“Tua fé te salvou”
(Lc 17, 19).
Mais uma vez o evangelho nos leva a refletir sobre a fé.
Esse é um tema muito importante para o cristão, que precisa continuamente
confrontar aquilo que é fundamental no ensinamento de Jesus com aquilo que
provém da sua religiosidade natural.
“Eu não recebi a graça que pedi porque talvez eu não
mereci”. Esta frase, com pequenas variantes, ouvi algumas vezes de pessoas mais
idosas e simples que não têm medo de falar o que vem à sua cabeça. Ela reflete,
provavelmente, uma prática religiosa alicerçada no mérito, na prática da lei.
Se cumprir tudo aquilo que Deus me pede eu poderei pedir coisas para Ele e Ele
me dará, porque “eu mereço”. Se Ele não me der, eu me revolto.

Na primeira leitura, nós lemos a segunda parte da história
de Naamã, o Sírio. Ao se lavar nas águas do Jordão, indo contra seu orgulho – que
esperava do profeta ações à altura de um alto funcionário do rei Aram (cf. 2Rs
5,1.11) –, fica totalmente curado (cf. 2Rs 5,14). Espantado, ele retorna a
Elizeu, manifesta a sua conversão ao Deus de Israel e oferece presente ao
profeta (cf. 2Rs 5,15). Colocada como primeira leitura deste domingo, a
passagem pode ser lida como uma tentativa de pagar a cura recebida, por isso o
homem de Deus rejeita decididamente o gesto de Naamã.

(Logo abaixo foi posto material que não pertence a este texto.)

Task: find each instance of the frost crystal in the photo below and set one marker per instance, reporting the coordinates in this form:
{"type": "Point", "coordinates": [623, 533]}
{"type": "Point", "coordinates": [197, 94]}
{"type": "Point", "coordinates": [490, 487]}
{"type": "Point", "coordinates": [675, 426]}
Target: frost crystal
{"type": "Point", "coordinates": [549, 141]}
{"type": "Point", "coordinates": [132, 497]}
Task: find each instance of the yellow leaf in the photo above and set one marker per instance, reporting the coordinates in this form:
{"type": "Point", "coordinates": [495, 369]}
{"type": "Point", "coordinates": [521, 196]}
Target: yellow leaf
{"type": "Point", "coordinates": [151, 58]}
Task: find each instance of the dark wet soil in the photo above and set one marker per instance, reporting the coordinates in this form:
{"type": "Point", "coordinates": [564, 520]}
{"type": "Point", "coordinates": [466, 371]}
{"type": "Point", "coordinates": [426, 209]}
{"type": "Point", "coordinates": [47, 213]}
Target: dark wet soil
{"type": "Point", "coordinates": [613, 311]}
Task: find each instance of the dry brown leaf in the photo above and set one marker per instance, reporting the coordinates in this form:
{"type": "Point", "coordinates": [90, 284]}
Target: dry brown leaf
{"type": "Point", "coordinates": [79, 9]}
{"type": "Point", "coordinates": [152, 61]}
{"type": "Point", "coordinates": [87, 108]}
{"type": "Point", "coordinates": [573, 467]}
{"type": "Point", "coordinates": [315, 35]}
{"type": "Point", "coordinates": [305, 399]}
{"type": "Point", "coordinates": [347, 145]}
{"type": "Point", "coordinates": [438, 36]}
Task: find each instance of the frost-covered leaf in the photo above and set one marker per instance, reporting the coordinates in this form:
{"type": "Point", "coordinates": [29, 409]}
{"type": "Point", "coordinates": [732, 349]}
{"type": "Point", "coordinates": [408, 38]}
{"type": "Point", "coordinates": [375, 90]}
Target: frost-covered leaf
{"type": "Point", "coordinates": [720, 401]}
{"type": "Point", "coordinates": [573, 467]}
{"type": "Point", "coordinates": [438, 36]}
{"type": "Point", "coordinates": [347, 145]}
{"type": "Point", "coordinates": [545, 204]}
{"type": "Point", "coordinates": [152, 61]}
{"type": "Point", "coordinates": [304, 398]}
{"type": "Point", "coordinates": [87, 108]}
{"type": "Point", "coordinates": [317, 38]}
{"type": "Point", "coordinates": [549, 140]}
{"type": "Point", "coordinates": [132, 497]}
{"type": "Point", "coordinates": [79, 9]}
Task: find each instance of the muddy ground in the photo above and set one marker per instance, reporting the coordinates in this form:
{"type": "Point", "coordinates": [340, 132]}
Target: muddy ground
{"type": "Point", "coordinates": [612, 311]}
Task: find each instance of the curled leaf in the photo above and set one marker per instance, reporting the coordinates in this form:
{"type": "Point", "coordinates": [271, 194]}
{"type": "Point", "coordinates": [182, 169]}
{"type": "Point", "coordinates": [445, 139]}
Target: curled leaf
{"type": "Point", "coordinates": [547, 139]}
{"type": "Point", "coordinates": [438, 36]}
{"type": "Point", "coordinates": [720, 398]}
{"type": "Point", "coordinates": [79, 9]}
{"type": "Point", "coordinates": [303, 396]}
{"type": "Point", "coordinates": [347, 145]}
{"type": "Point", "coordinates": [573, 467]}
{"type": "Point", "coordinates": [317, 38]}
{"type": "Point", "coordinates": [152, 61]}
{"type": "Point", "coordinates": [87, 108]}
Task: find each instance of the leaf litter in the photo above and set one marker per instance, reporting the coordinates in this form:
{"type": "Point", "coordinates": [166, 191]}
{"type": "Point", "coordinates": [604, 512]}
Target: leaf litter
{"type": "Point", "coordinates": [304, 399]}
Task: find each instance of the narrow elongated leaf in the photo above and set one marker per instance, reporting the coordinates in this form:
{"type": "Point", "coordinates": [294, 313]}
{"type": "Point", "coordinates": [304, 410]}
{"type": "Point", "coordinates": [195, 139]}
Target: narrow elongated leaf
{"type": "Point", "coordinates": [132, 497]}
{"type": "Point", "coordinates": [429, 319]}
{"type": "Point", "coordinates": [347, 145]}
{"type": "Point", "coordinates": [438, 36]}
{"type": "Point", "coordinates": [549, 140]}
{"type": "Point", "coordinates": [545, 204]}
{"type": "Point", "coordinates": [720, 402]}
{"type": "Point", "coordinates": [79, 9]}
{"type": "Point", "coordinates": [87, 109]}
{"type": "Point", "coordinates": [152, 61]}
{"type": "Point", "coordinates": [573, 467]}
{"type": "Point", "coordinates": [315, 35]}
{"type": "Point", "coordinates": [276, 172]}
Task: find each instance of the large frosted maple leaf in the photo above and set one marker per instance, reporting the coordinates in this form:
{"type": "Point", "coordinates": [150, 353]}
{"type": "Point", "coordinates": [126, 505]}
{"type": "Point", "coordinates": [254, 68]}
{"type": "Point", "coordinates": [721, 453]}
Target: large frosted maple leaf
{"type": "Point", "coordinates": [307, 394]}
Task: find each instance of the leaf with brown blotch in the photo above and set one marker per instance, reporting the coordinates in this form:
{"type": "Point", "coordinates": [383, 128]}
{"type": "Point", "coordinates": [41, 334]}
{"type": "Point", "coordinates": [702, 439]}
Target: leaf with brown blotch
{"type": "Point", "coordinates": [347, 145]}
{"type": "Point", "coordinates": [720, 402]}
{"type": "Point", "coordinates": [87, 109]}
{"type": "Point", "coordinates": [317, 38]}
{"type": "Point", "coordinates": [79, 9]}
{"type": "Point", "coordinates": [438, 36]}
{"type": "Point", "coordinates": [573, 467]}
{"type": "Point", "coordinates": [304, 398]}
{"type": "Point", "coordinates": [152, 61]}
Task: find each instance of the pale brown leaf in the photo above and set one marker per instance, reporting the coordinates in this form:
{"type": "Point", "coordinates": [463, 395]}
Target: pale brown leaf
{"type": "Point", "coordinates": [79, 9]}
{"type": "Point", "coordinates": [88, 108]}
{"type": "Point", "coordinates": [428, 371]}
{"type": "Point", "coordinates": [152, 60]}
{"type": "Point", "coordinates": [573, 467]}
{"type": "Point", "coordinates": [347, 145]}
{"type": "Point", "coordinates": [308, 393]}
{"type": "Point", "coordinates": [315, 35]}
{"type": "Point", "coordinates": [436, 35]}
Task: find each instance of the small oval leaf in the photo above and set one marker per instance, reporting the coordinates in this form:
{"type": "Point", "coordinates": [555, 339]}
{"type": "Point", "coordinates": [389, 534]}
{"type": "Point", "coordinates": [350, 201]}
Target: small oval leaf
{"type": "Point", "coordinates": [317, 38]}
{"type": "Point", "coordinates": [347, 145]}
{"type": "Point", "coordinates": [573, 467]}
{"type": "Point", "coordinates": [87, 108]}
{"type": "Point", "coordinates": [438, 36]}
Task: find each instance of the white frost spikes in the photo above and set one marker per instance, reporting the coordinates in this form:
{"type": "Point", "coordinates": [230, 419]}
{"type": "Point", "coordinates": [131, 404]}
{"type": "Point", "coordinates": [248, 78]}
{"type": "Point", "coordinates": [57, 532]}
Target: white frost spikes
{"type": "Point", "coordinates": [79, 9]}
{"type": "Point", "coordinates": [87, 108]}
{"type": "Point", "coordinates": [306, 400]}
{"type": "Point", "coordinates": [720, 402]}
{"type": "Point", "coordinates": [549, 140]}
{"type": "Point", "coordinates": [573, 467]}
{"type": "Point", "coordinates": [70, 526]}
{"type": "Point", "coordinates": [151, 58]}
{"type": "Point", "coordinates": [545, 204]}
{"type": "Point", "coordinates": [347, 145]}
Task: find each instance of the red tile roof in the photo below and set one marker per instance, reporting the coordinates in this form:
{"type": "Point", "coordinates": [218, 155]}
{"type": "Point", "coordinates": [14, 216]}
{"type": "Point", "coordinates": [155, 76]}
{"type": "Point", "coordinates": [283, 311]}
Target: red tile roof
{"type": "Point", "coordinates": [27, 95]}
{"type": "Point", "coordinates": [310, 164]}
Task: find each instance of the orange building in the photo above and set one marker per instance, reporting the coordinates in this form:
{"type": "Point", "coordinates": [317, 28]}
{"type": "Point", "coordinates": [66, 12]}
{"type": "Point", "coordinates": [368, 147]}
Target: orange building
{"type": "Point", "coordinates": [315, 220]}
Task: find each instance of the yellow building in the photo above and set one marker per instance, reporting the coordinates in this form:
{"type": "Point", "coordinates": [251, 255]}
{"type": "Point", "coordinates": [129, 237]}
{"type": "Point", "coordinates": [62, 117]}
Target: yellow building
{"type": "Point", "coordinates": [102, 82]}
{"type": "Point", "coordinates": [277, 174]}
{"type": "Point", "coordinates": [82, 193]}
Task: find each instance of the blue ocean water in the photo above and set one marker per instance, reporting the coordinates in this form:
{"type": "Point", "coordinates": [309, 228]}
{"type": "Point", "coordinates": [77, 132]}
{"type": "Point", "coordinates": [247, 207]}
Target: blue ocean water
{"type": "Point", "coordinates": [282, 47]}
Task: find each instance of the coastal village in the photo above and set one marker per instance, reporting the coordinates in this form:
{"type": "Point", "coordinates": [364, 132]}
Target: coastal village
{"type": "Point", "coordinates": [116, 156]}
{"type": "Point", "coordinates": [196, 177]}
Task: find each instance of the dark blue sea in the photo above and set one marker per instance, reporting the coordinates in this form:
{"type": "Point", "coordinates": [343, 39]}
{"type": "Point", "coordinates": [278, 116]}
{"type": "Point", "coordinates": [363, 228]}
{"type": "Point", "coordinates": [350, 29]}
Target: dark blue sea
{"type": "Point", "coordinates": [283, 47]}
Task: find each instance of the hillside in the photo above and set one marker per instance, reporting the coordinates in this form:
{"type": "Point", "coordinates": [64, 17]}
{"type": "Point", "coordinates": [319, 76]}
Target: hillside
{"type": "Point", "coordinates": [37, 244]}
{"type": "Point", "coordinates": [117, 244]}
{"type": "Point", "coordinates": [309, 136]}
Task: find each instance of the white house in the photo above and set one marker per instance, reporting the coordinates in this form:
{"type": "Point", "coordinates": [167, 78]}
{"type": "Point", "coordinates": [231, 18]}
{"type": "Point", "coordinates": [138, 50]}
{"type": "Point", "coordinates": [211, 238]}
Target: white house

Retornando à questão da fé e da religiosidade, percebemos
que o nosso povo tem um costume arraigado de realizar promessas a Deus ou a um
santo. “Se você me der isso eu lhe dou aquilo”. Quando se recebe a cura ou a
graça pleiteada, é hora de “pagá-la”, cumprindo aquilo que foi prometido: ir a
pé para Canindé, vestir roupa branca por tantos anos, atravessar a igreja de
joelhos... Será que Deus se alegra com isso ou tais atos são muito mais reflexo
de uma religiosidade natural do homem e da mulher?[1]
Deus prefere que a pessoa agraciada tenha um coração cheio de reconhecimento
Àquele que é bom e derrama dádivas sobre os seus, gratuitamente.
É difícil nos sentirmos devedores; achamos que nosso credor
algum dia vai nos cobrar de maneira cruel. Mas na relação com Deus isso não
acontece. Somos devedores, pois Ele nos deu a vida, o perdão, tantas graças...
a única coisa que ele cobra, porém, é que reconheçamos essa realidade e vivamos
de cabeça erguida: “Levanta-te e vai! Tua
fé te salvou.”(Lc 17,19).
Pe. Emilio Cesar
Pároco
de Guaiuba
[1] A religiosidade popular é acolhida pela Igreja como
próprio da psicologia e da cultura do nosso povo, mas ela percebe que precisa
anunciar o evangelho de Jesus para essas pessoas e ajudá-las a passar a uma fé
mais centrada no Cristo e na Igreja (comunidade de cristãos).